The principles enunciated by this Court in the two cases, Fedeco v. Goni supra and Ag Federation V. Abubakar supra, is to the effect that only such factionalisation, fragmentation, splintering or “division” that makes it impossible or impracticable for a political party to function as such will, by virtue of the proviso to Section 68(1) (g), justify a person’s defection to another party and the retention of his seat for the unexpired term in the house inspite of the defection. Otherwise, as rightly held by the courts below, the defector automatically loses his seat.”


It will thus be left for Dr. Saraki and other legislators who had defected on the 24th of July 2018 just before the Upper Chamber went on recess to prove that there is division within the All Progressives Congress (APC) sufficient enough for them to maintain their seats in the Senate. It is not certain whether Dr. Bukola Saraki thought of this when writing his statement on why he defected, but he stated therein:

While I take full responsibility for this decision, I will like to emphasise that it is a decision that has been inescapably imposed on me by certain elements and forces within the APC who have ensured that the minimum conditions for peace, cooperation, inclusion and a general sense of belonging did not exist.

They have done everything to ensure that the basic rules of party administration, which should promote harmonious relations among the various elements within the party were blatantly disregarded. All governance principles which were required for a healthy functioning of the party and the government were deliberately violated or undermined. And all entreaties for justice, equity and fairness as basic precondition for peace and unity, not only within the party, but also the country at large, were simply ignored, or employed as additional pretext for further exclusion.

The experience of my people and associates in the past three years is that they have suffered alienation and have been treated as outsiders in their own party. Thus, many have become disaffected and disenchanted. At the same time, opportunities to seek redress and correct these anomalies were deliberately blocked as a government-within-a-government had formed an impregnable wall and left in the cold, everyone else who was not recognized as “one of us”. This is why my people, like all self-respecting people would do, decided to seek accommodation elsewhere.”

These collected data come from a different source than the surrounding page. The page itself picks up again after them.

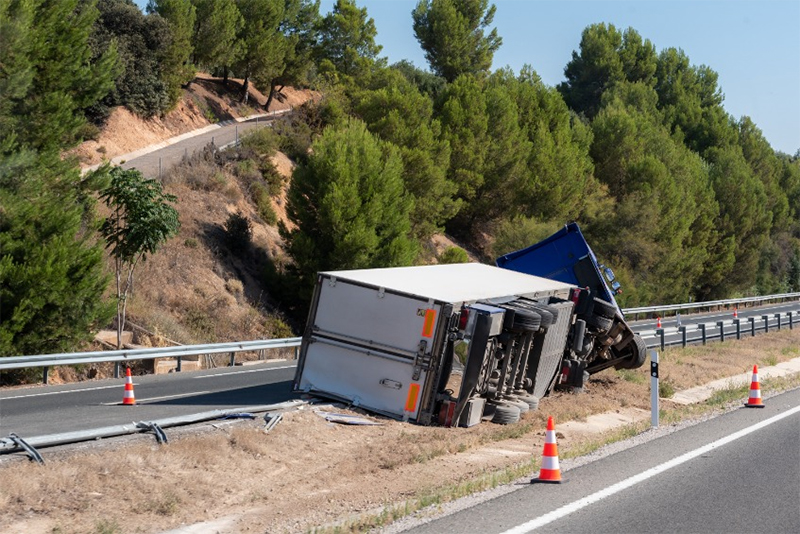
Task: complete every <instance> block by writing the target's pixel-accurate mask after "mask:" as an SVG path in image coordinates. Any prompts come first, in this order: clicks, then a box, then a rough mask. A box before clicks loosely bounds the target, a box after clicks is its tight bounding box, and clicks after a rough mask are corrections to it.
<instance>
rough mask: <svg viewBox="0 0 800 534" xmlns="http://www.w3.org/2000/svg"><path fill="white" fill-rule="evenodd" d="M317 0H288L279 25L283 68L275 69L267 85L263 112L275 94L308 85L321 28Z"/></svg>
mask: <svg viewBox="0 0 800 534" xmlns="http://www.w3.org/2000/svg"><path fill="white" fill-rule="evenodd" d="M320 21H321V18H320V14H319V0H316V1H314V2H312V1H310V0H287V1H286V9H285V11H284V16H283V21H282V22H281V25H280V30H281V35H282V36H283V40H284V48H285V51H286V52H285V56H284V61H283V64H282V65H281V66H280V67H279V68H278V69H276V74H275V76H273V77H272V79H270V81H269V94H268V96H267V103H266V104H265V106H264V107H265V108H267V109H269V106H270V104H271V103H272V100H273V98H275V95H276V93H280V92H281V90H282V89H283V87H284V86H286V85H290V84H295V85H303V84H306V83H308V77H309V73H310V71H311V70H312V68H313V67H314V62H313V52H314V46H315V45H316V42H317V38H318V30H319V25H320Z"/></svg>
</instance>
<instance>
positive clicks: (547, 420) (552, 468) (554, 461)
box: [531, 416, 561, 484]
mask: <svg viewBox="0 0 800 534" xmlns="http://www.w3.org/2000/svg"><path fill="white" fill-rule="evenodd" d="M531 482H548V483H551V484H560V483H561V469H560V468H559V467H558V445H557V444H556V425H555V423H554V422H553V417H552V416H550V417H549V418H548V419H547V431H546V432H545V438H544V453H543V454H542V468H541V469H540V470H539V478H535V479H533V480H531Z"/></svg>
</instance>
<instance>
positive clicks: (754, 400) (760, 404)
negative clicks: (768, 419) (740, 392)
mask: <svg viewBox="0 0 800 534" xmlns="http://www.w3.org/2000/svg"><path fill="white" fill-rule="evenodd" d="M745 406H747V407H748V408H763V407H764V406H765V405H764V404H763V403H762V402H761V386H760V385H759V383H758V365H754V366H753V380H752V381H751V382H750V398H749V399H747V402H746V403H745Z"/></svg>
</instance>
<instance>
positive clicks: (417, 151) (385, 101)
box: [353, 69, 459, 238]
mask: <svg viewBox="0 0 800 534" xmlns="http://www.w3.org/2000/svg"><path fill="white" fill-rule="evenodd" d="M378 78H379V77H378V76H376V77H375V80H373V82H374V83H375V85H376V87H375V88H374V89H373V88H370V89H367V90H363V91H361V92H358V93H357V94H356V95H355V97H354V103H353V110H354V112H355V114H356V115H357V116H358V117H360V118H361V119H362V120H363V121H364V122H365V123H366V124H367V128H369V130H370V131H371V132H372V133H375V134H377V135H379V136H380V137H381V139H383V140H385V141H389V142H391V143H393V144H394V145H397V146H398V147H399V149H400V155H401V157H402V158H403V181H404V182H405V186H406V189H407V190H408V191H409V193H411V195H412V196H413V197H414V210H413V212H412V215H411V221H412V226H413V228H414V233H415V234H416V235H417V236H418V237H421V238H424V237H427V236H430V235H431V234H432V233H434V232H436V231H438V230H439V229H441V227H442V225H443V224H444V223H445V222H446V221H447V220H448V219H450V218H451V217H452V216H453V215H455V213H456V212H457V211H458V207H459V203H458V202H456V201H455V200H454V198H453V196H454V195H455V192H456V187H455V184H453V183H452V182H451V181H449V180H448V179H447V175H446V172H447V166H448V164H449V161H450V146H449V144H448V143H447V141H446V140H444V139H443V138H442V135H441V129H442V128H441V123H440V122H439V121H438V120H436V119H434V118H433V102H432V101H431V99H430V98H429V97H427V96H424V95H423V94H421V93H420V92H419V90H418V89H417V87H416V86H414V85H413V84H412V83H411V82H409V81H408V80H407V79H406V78H405V77H404V76H403V75H402V74H400V73H399V72H397V71H395V70H393V69H387V70H385V71H384V73H383V76H382V79H380V80H379V79H378Z"/></svg>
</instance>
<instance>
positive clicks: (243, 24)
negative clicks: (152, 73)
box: [192, 0, 244, 82]
mask: <svg viewBox="0 0 800 534" xmlns="http://www.w3.org/2000/svg"><path fill="white" fill-rule="evenodd" d="M193 4H194V6H195V8H196V9H197V17H196V19H195V25H194V33H193V38H192V44H193V51H194V63H195V64H196V65H197V66H199V67H203V68H207V69H211V70H213V69H215V68H221V69H223V71H224V72H225V81H226V82H227V75H228V69H229V68H230V66H231V65H233V64H234V63H235V62H236V59H237V57H238V55H239V53H240V47H241V43H240V42H239V40H238V36H239V32H240V31H241V29H242V26H244V20H243V19H242V15H241V13H239V8H238V7H237V6H236V2H235V1H234V0H194V1H193Z"/></svg>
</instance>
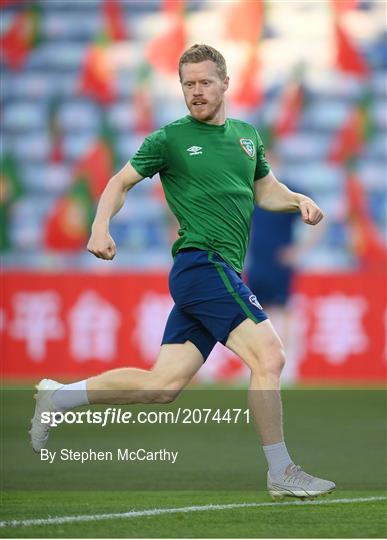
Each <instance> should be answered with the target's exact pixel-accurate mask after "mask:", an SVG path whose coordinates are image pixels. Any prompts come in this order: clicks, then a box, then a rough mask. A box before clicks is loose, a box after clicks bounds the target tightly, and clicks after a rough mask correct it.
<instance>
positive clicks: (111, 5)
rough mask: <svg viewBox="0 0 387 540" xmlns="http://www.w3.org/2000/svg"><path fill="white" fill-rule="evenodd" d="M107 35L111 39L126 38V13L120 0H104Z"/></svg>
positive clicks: (104, 12) (103, 9)
mask: <svg viewBox="0 0 387 540" xmlns="http://www.w3.org/2000/svg"><path fill="white" fill-rule="evenodd" d="M102 12H103V17H104V27H105V29H104V33H105V37H106V38H107V39H108V40H111V41H121V40H125V39H126V34H127V32H126V28H125V15H124V13H123V10H122V5H121V3H120V1H119V0H103V4H102Z"/></svg>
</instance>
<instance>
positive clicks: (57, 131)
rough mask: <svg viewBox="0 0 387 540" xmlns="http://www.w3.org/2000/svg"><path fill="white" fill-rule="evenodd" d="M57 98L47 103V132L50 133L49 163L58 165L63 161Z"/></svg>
mask: <svg viewBox="0 0 387 540" xmlns="http://www.w3.org/2000/svg"><path fill="white" fill-rule="evenodd" d="M59 103H60V102H59V100H58V98H56V97H55V98H53V99H52V100H51V101H50V103H49V109H48V130H49V133H50V142H51V148H50V157H49V159H50V161H51V162H53V163H59V162H61V161H63V157H64V156H63V154H64V152H63V133H62V128H61V126H60V124H59V121H58V109H59Z"/></svg>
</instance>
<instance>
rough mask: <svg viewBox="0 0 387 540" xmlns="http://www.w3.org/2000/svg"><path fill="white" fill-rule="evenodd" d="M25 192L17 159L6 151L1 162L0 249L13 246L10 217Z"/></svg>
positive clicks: (1, 159) (0, 166)
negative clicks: (5, 153)
mask: <svg viewBox="0 0 387 540" xmlns="http://www.w3.org/2000/svg"><path fill="white" fill-rule="evenodd" d="M23 194H24V186H23V183H22V181H21V178H20V176H19V171H18V167H17V164H16V161H15V159H14V158H13V156H12V155H11V154H10V153H6V154H5V155H4V156H3V157H2V159H1V162H0V251H5V250H7V249H9V248H10V247H11V240H10V237H9V218H10V211H11V208H12V205H13V203H14V202H15V201H17V200H18V199H19V198H20V197H22V195H23Z"/></svg>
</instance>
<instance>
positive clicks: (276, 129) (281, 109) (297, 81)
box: [273, 66, 305, 137]
mask: <svg viewBox="0 0 387 540" xmlns="http://www.w3.org/2000/svg"><path fill="white" fill-rule="evenodd" d="M302 72H303V68H302V66H300V67H298V68H297V69H296V72H295V74H294V76H293V77H292V80H291V81H290V83H289V84H288V85H286V86H285V88H284V90H283V92H282V95H281V98H280V103H279V106H278V114H277V118H276V120H275V122H274V126H273V132H274V136H275V137H283V136H285V135H289V134H290V133H294V132H295V131H296V129H297V127H298V124H299V122H300V119H301V115H302V111H303V108H304V105H305V89H304V85H303V84H302Z"/></svg>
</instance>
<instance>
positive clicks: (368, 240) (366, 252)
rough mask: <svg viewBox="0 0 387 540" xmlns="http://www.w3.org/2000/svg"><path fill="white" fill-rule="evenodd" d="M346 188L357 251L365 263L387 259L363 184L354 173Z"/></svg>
mask: <svg viewBox="0 0 387 540" xmlns="http://www.w3.org/2000/svg"><path fill="white" fill-rule="evenodd" d="M345 190H346V195H347V201H348V210H349V224H350V227H351V232H352V245H353V248H354V250H355V253H356V254H357V256H358V257H359V258H360V260H362V262H363V263H365V264H372V263H379V264H380V263H381V262H383V261H387V251H386V248H385V246H384V245H383V241H382V238H381V235H380V233H379V231H378V229H377V227H376V225H375V223H374V221H373V220H372V217H371V216H370V212H369V209H368V205H367V200H366V195H365V193H364V189H363V186H362V185H361V183H360V182H359V180H358V178H357V177H356V175H355V174H354V173H351V174H349V175H348V177H347V179H346V181H345Z"/></svg>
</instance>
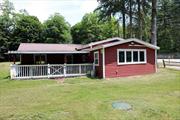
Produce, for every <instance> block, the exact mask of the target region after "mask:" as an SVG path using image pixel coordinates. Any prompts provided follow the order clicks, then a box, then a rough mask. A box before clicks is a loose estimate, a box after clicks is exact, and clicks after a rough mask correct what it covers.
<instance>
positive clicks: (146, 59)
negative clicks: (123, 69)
mask: <svg viewBox="0 0 180 120" xmlns="http://www.w3.org/2000/svg"><path fill="white" fill-rule="evenodd" d="M119 51H123V52H124V62H123V63H120V62H119ZM126 51H131V62H126ZM133 51H138V52H139V51H144V62H140V54H139V53H138V62H133V54H132V53H133ZM146 63H147V52H146V49H117V65H128V64H146Z"/></svg>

The next sitting of the Senate is bound to be very interesting. It is the constitutional duty of the Senate President by the provisions of Section 68 (2) to declare the seat of a defecting senator vacant after he or a member has presented satisfactory evidence. There would not be shortage of members willing to present satisfactory evidence, neither would there be shortage of satisfactory evidence (the defection was made public by the Senate President with an extensive statement to go along with it). Can Dr. Saraki preside over the proceedings where the issue of the possible vacancy of his seat would be treated? Can the Deputy President of the Senate take over the function of enforcing Section 68(1) of the Constitution when Section 68(2) prescribes that role for the Senate President?

These are the interesting burning questions.